“I’m sorry I made fun of you about your brother. I didn’t realize… it doesn’t matter. I didn’t think. I didn’t use my fucking brain and I should never have said the things I did.”
“That’s true enough,” I said softly.
That video had cut deep. I’d buried enough of my past that he didn’t even know the half of it, and I was glad he’d never found out more.
“I’m sorry I talked shit about your appearance. It has nothing to do with the work you’ve done. It was just jealousy speaking… but I hope it’s not too late for an old dog to learn tricks. I apologize, Juno. From the bottom of my heart.”
Porter held out a hand.
For a moment, I just stared at him. This older man with his potbelly and balding hairline, who had tried to cut me down…
But I was not a vindictive person. And I hoped he was right.
It wasn’t too late for him.
Even if I faded from the world, Porter would leave the island, and I hoped he would leave a better person.
I took his hand and shook it. “Apology accepted.”
He exhaled, hand tightening around mine, and gave me a shaky smile before releasing me.
I closed the closet door, a measure of peace creeping in and displacing the shock. “Now, let’s get these downstairs. Our work isn’t done.”
We coveredEloise with the sheets, hiding her bulging eyes and rictus grin. Jack and Carson were shivering at the table, having been in there the entire time we were upstairs.
Mrs. Marsh touched my shoulder as I pulled the sheet up over Eloise’s hair. “That must have been terrible to witness, dear.”
I’d seen the dead before. The only shock had been in believing it was my fault.
Maybe it was, and maybe it wasn’t. I had told Voraal no, and no one, including me, could’ve anticipated that Eloise would actually see the monsters and die of fright.

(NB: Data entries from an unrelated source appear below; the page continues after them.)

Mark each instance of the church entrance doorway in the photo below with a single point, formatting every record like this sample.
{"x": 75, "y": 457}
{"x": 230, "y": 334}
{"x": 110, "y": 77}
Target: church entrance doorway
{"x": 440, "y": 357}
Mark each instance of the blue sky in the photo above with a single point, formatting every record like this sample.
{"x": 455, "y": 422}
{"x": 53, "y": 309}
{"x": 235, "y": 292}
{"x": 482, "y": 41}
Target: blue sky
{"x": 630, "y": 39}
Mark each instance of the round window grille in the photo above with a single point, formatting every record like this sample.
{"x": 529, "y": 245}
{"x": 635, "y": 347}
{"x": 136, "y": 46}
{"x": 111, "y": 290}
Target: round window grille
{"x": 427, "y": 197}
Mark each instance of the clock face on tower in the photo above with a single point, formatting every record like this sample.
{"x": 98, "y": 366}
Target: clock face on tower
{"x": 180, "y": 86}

“I’ll be okay. When will they come for her?”
Mrs. Marsh just sighed. “It’ll be another day or two, at the very least. Assuming the storm lets up. Come have a spot of tea when you’re ready.”
I nodded, but took a moment to myself in the freezer with Eloise under the pretense of having a moment in silence.
In reality, I was waiting for her ghost to rise.
Which it did in short order, the misty form pulling itself from the cold flesh like she was struggling to climb from a grave.
Eloise’s spirit landed on the floor, a hunched, shrunken-in version of her living self, like the burdens of the world were weighing her down.
“You must find the idol to find peace,” I told her.
The ghost’s head swiveled, looking up at me with one swirling white eye.
I pointed in the direction of the beach. “Find the idol. You’ll be at rest there.”
Eloise sighed, exhaling a cloud of mist, and her hunched form crept away on all fours until she disappeared through the wall.
I knew she would find the stone and eternal rest, that weight lifted from her shoulders. There was still a sliver of me that believed she didn’t deserve eternal peace; after all, she had driven my parents into abject despair.
But I also firmly believed I saw the spirits of the dead for a reason, and I wouldn’t allow myself to abuse the power by turning her away from the next world.
By the time I left the freezer, I was shivering so hard that a spot of tea sounded pretty damn good.
Everyone else was doing the same thing, and someone had retrieved Eloise’s suitcases from her room. A tall stack of books rested next to it.